Хорошо еще, что Лорхен не вырывается, не отталкивает его, как давеча, а, нуждаясь в помощи, прижимается к нему, повторяя свое неразумное, нечеткое желание, чтобы Макс все-таки был ее братом, и, жалобно всхлипывая, хочет вернуться в холл, чтобы еще с ним потанцевать. Но Макс танцует там с фройляйн Плайхингер, колоссом-переростком, которая имеет на него все права, а Лорхен еще никогда не казалась раздираемому состраданием профессору таким маленьким воробушком, как сейчас, когда беспомощная, сотрясаемая рыданиями, прижалась к нему, не понимая, что происходит с ее бедной душой. Она не понимает этого. Ей не ясно, что она страдает из-за толстой, рослой, полноправной Плайхингер, которая имеет право танцевать в холле с Максом Гергезелем, а Лорхен станцевала только раз и для забавы, всего лишь в шутку, хотя она несравненно прелестнее. Упрекать в этом молодого Гергезеля совершенно невозможно, такой упрек содержал бы в себе безумное, невыполнимое требование. Горе Лорхен бесправно и безнадежно и потому должно таиться ото всех. Но поскольку оно не осознанно, то и не сдерживается, и от этого становится страшно неловко. Для голубой Анны и Ксавера этой неловкости будто и нет вовсе, они демонстрируют свою полную к ней нечувствительность — то ли по глупости, то ли из сухого здравого смысла. Но отцовское сердце профессора раздавлено ею и постыдным страхом перед бесправной и безнадежной страстью.

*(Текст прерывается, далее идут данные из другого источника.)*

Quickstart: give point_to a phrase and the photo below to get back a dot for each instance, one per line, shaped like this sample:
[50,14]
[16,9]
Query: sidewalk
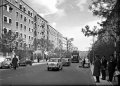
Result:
[103,82]
[41,62]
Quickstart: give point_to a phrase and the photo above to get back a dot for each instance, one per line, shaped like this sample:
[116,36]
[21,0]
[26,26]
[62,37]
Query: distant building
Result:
[18,17]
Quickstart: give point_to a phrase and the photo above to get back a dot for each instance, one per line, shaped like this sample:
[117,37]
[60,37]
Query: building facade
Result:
[18,17]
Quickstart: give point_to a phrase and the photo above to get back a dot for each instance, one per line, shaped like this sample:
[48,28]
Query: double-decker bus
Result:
[75,57]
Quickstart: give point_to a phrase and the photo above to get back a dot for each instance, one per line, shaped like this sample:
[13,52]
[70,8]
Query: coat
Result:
[97,67]
[15,61]
[111,66]
[103,64]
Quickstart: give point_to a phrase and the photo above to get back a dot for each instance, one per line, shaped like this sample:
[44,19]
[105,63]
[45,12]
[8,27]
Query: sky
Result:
[68,17]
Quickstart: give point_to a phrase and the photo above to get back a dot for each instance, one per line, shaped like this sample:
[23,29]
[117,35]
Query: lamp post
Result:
[68,43]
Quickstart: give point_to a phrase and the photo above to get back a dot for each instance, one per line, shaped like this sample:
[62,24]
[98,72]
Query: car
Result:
[6,62]
[66,61]
[25,62]
[54,63]
[87,62]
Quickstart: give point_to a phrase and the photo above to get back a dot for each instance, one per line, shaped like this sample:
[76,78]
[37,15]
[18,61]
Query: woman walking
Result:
[103,67]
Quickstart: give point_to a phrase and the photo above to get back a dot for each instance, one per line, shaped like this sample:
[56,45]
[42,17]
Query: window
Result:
[32,30]
[21,34]
[31,14]
[16,1]
[21,25]
[5,19]
[29,37]
[10,21]
[25,19]
[29,45]
[5,30]
[24,9]
[25,28]
[25,36]
[16,44]
[10,9]
[29,20]
[32,22]
[16,24]
[21,16]
[20,44]
[5,7]
[29,29]
[20,6]
[28,12]
[17,34]
[17,14]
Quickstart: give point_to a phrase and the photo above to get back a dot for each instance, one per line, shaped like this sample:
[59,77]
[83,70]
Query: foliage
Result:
[43,44]
[102,8]
[7,41]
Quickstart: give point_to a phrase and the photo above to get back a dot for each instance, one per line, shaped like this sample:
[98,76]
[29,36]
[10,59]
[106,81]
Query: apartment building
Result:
[52,35]
[64,43]
[41,27]
[18,17]
[59,40]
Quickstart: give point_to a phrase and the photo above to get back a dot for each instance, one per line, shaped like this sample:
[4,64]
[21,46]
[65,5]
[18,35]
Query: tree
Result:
[7,41]
[102,8]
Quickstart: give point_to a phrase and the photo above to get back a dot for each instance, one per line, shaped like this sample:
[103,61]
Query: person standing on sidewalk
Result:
[118,68]
[111,67]
[103,67]
[97,66]
[83,63]
[15,62]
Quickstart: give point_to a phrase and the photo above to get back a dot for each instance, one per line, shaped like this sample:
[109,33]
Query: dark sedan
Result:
[25,62]
[66,61]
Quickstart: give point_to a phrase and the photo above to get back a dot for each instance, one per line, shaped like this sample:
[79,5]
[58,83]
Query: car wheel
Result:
[48,68]
[58,68]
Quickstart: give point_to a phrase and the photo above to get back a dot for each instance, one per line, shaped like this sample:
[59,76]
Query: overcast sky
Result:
[68,17]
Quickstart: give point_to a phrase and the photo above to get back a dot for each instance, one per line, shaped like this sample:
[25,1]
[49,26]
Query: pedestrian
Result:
[118,68]
[83,63]
[97,66]
[111,67]
[103,67]
[15,62]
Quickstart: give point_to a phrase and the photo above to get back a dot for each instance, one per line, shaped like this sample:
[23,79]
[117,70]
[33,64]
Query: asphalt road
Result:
[39,75]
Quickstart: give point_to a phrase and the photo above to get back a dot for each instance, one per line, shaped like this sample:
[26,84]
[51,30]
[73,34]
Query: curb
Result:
[102,82]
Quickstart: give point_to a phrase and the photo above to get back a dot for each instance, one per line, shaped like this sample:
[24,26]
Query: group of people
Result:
[101,66]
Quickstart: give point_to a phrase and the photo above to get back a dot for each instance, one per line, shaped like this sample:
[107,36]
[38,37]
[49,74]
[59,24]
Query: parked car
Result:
[54,63]
[66,61]
[25,62]
[5,62]
[87,62]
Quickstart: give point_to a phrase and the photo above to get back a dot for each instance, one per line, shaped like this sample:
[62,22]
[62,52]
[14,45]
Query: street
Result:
[39,75]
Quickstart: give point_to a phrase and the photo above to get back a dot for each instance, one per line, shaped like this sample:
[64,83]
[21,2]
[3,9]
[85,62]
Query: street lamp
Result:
[68,42]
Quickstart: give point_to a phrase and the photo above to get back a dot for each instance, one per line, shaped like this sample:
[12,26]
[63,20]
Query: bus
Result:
[75,57]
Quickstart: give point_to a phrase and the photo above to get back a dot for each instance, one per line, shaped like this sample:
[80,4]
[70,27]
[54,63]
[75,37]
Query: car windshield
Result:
[2,59]
[65,59]
[53,60]
[8,59]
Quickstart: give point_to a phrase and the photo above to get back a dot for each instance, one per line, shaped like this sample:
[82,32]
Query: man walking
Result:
[103,67]
[97,66]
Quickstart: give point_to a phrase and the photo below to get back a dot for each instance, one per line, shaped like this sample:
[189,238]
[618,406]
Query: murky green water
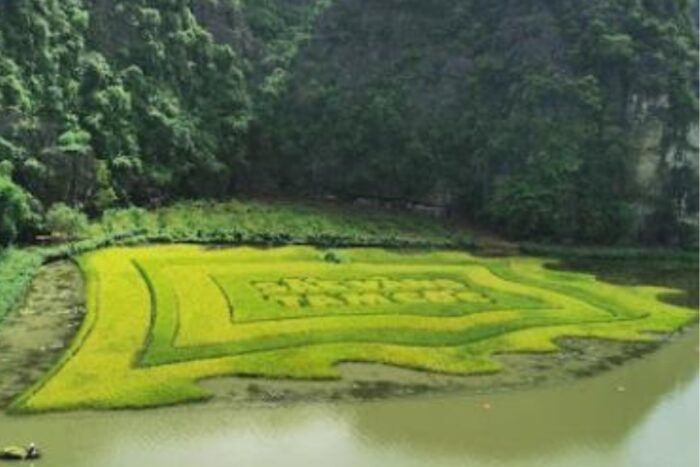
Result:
[642,414]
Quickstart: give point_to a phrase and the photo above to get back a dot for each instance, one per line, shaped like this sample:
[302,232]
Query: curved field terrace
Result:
[161,319]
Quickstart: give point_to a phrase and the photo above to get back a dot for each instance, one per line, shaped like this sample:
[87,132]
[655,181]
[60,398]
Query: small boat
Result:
[17,453]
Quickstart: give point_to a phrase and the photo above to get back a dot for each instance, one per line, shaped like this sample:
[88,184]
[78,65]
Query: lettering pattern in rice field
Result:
[162,318]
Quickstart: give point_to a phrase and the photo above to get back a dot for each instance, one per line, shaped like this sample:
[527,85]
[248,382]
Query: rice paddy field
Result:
[160,319]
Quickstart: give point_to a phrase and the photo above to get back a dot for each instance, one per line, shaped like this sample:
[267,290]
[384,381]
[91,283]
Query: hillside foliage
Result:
[528,117]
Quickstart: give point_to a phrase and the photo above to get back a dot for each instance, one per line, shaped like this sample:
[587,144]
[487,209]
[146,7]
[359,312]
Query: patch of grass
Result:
[17,269]
[162,318]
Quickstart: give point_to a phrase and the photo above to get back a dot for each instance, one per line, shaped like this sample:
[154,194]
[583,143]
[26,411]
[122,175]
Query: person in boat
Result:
[32,451]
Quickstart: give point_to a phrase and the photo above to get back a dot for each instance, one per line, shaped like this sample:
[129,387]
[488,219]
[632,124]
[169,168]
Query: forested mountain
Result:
[545,119]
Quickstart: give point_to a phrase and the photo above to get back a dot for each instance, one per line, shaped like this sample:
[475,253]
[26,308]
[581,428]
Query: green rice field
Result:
[162,318]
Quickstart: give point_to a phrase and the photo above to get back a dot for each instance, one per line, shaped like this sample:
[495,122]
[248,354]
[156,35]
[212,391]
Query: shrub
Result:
[15,212]
[65,221]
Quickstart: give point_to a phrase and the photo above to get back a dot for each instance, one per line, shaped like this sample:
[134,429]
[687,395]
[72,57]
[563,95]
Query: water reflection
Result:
[645,413]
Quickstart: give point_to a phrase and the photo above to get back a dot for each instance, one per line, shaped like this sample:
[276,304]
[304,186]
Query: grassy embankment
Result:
[292,313]
[234,222]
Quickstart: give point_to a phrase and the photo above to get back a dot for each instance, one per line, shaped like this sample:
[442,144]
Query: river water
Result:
[644,413]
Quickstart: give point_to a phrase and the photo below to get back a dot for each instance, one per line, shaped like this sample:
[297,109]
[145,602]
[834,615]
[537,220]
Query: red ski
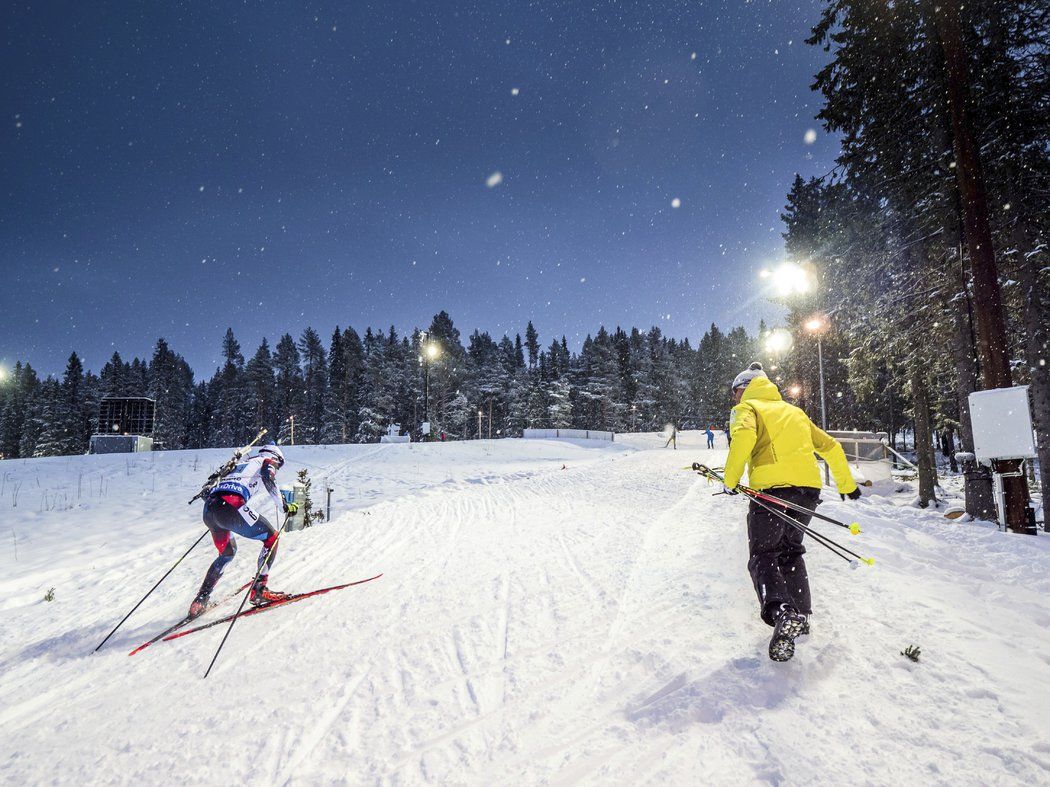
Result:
[187,619]
[264,608]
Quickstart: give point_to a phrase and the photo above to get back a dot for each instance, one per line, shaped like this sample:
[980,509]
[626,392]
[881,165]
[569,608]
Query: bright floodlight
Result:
[778,341]
[790,279]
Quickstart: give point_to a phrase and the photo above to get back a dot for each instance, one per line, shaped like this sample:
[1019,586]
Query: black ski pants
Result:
[776,565]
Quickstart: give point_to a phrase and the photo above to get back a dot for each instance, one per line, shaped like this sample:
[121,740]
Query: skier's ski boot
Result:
[789,625]
[260,596]
[198,605]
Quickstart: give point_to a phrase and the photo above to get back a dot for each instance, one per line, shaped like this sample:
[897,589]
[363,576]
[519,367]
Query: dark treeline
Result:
[352,388]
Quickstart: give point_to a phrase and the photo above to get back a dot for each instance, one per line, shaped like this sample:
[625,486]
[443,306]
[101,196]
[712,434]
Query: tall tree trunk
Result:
[1037,352]
[987,296]
[923,434]
[980,503]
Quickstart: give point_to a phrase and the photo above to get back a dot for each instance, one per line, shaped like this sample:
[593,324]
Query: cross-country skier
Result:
[243,503]
[776,442]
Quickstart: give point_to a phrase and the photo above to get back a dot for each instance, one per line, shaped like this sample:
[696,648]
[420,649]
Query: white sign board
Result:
[1002,424]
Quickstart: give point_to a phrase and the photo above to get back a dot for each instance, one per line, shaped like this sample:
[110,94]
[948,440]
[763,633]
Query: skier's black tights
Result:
[776,565]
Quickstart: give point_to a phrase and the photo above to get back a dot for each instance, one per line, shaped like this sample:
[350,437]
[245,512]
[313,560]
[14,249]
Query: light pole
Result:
[817,325]
[429,351]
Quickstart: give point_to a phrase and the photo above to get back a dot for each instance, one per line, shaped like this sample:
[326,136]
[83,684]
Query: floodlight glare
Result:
[790,279]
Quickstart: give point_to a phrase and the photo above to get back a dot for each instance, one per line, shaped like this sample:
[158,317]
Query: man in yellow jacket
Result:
[776,442]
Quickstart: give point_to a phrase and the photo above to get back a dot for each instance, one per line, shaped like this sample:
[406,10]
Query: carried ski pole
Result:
[853,527]
[151,590]
[834,547]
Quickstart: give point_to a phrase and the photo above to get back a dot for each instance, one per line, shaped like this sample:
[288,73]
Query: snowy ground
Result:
[549,613]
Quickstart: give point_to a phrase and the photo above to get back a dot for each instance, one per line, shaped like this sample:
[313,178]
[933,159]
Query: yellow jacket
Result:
[777,441]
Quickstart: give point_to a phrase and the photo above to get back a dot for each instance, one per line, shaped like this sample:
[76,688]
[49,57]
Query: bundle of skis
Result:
[781,508]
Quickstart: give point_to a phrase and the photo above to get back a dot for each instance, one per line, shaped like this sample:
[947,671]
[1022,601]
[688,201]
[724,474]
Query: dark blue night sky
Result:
[169,169]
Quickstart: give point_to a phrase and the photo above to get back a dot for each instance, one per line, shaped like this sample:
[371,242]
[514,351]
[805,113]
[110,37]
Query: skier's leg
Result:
[219,516]
[764,533]
[792,564]
[261,530]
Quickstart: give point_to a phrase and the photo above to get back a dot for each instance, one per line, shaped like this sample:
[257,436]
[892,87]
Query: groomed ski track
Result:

Он увещевает бедную Лорхен, что в лице бурно спящего рядом Кусачика она имеет замечательного братика, — все без толку. Сквозь слезы она бросает на соседнюю кроватку презрительный, исполненный боли взгляд и требует Макса. Профессор обещает ей на завтра продолжительную прогулку пяти аристократов по столовой и пытается описать, как блистательно-подробно они будут играть в подушку, — тоже без толку. Она и слышать про это не хочет, как и про то, чтобы лечь и уснуть. Она не хочет спать, она хочет сидеть и страдать… Но тут оба, Абель и Лорхен, слышат нечто волшебное — шаги, шаги двух человек, они приближаются к детской, и волшебство является во всем своем великолепии…

Это дело рук Ксавера, что становится ясно сразу. Ксавер Кляйнсгютль не все время стоял в дверях, издеваясь над изгнанными дамами. Он действовал, он кое-что устроил и принял свои меры. Он спустился в холл, потянул за рукав господина Гергезеля и толстыми губами кое-что ему сказал, кое о чем попросил. И вот оба здесь. Ксавер, сделав свое дело, опять останавливается в дверях, а Макс Гергезель, в смокинге, с темным налетом бакенбард возле ушей, с красивыми черными глазами подходит к кроватке Лорхен, подходит с очевидным сознанием играемой им роли — сказочного принца, который приносит счастье, рыцаря-лебедя, — подходит, как тот, кто обычно говорит: «Ну вот я и пришел, вот все мучения и кончились!»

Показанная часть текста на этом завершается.